The Recently Divorced, Too
It's certainly fine to date another divorced person. I mean, who else is going to understand the anxiety and stress revolving around the big three — alimony/child support, custody, and property — like someone who has been there? No one else, but if you meet a dude who's literally just cut the umbilical cord from his ex-wife and he looks like he's hurting, trust me: he is. Don't be his shoulder to cry on, even if he makes for a good tissue himself. You've got a dangerous combination here of two vulnerable people. Put them in a bedroom, and you've got the cocktail for heartbreak. Be his buddy on the phone, but don't be his rebound in the bed.

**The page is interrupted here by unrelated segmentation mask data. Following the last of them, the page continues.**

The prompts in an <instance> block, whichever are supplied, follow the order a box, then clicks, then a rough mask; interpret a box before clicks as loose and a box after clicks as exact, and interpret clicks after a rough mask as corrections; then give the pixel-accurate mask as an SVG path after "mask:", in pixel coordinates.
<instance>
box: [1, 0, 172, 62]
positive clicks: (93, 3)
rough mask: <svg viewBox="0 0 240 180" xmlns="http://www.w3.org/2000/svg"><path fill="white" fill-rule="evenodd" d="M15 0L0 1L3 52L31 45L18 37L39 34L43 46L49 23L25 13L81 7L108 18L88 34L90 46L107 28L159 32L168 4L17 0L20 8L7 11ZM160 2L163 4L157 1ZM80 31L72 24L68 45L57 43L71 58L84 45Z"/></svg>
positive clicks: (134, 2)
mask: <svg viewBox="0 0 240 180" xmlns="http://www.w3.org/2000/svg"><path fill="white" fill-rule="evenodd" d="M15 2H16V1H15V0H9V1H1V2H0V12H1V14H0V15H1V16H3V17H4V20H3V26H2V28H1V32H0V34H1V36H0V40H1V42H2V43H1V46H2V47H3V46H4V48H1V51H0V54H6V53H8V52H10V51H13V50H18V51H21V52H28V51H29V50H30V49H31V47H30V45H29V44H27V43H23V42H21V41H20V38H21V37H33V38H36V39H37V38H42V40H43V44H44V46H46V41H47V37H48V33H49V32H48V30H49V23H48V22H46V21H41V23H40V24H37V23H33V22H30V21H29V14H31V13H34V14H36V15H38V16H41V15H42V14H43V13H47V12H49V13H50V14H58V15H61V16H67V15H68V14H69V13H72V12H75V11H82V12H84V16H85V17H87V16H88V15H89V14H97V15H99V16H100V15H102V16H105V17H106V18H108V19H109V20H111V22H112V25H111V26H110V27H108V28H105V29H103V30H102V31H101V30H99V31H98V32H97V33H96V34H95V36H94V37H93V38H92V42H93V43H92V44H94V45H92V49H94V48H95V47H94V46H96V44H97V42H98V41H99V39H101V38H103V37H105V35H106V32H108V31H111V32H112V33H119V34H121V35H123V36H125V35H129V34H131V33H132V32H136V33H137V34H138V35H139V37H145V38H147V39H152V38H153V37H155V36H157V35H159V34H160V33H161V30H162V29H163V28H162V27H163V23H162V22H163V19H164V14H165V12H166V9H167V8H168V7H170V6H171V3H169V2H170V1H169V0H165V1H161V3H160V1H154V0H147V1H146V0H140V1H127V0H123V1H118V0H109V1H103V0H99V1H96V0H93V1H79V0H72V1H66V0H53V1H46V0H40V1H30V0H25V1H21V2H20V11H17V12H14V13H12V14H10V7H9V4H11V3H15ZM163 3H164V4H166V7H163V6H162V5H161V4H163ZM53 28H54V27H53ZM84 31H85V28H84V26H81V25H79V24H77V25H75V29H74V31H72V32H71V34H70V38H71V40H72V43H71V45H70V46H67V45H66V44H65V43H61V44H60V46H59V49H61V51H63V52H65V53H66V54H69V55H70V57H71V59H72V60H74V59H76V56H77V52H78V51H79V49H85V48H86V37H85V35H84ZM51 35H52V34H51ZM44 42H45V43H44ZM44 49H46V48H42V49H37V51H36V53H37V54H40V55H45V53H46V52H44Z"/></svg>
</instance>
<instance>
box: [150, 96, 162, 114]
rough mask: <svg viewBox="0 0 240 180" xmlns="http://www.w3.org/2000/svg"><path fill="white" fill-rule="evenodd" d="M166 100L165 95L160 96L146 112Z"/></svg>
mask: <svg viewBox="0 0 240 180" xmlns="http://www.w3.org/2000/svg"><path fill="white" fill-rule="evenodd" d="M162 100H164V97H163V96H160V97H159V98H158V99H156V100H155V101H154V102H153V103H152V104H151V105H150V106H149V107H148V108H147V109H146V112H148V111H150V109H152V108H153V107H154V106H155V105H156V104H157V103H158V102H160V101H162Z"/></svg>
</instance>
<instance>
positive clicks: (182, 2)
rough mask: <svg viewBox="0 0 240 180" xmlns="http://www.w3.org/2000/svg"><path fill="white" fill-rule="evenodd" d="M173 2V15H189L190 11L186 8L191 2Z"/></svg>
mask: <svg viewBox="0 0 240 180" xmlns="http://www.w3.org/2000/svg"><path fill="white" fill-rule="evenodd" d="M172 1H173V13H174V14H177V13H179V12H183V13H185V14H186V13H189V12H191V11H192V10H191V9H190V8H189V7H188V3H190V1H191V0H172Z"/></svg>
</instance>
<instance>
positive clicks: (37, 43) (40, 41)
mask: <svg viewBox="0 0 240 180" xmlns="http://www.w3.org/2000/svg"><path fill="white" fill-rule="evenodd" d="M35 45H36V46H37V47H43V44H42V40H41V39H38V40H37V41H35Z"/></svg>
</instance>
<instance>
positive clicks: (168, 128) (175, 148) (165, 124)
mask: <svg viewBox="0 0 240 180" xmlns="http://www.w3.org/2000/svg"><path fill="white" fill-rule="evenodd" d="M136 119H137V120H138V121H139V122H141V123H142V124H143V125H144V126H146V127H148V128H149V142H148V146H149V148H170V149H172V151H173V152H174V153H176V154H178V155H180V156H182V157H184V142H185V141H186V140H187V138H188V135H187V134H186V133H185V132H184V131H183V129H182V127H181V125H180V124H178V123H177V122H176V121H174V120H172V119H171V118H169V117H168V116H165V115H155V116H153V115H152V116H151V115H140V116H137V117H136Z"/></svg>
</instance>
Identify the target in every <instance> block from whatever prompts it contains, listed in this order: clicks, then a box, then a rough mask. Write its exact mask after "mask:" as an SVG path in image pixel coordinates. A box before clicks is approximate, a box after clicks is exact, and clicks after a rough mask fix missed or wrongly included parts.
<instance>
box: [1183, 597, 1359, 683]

It's Beginning to Look a Lot Like: Yes Please!

The Younger Guy
Listen. Experience goes a long way, but there's something to be noted about young guys. They're sweet. They're relatively naive still. A young guy isn't going to be the next husband, but he will make you feel good, come basically baggage free, and will enjoy the ride simply because he's still like a teenager — googly-eyed over girls. Of course, please don't sleep with a teenager. When I say younger I mean of legal age, not of video-game age.

The Friend
If you have a very sweet guy friend who listens to you when you're down and tries to make you laugh when you're ready to be mental, it's OK to get buck naked if you both feel like it. It could complicate the friendship and yup, it may cause one of you to catch feelings for the other, but if he's a good person, you can't go horrifically wrong taking the chance. People say, "But Laura, we've been friends forever. It might ruin the friendship." Sure. It might. Everything is a risk. When you walked down the aisle, you took a risk. You weren't thinking, "Oh, we might get divorced." If you did, you would never have gotten married in the first place. Being intimate with anyone involves some risk, but at least with this guy, you already respect and care about each other as people. That's never a bad thing.

The One-Night Stand
As long as you're protecting yourself from STIs and pregnancies, a one-night stand is relatively safe. There's no emotional baggage, hurt feelings, or heavy drama involved in a fling. A fling can make you feel sexy, fun, and carefree, even if it's just for a few hours. It's safe to say that guarding your heart after a divorce is a smart move, and so doing the tongue tango with someone you can say goodbye to the next day will keep your emotions out of the game. Protect that heart: she's been through a lot.

The moral of this scintillating story is, choose to have safe sexual fun with people who aren't toxic. You survived divorce and are stronger for it. You're a single mom and a "sister, who's doing it for herself." Don't let a fleeting moment of fun with a hot, toxic devil bring down the strong and capable woman you are today. Be choosy. You deserve it!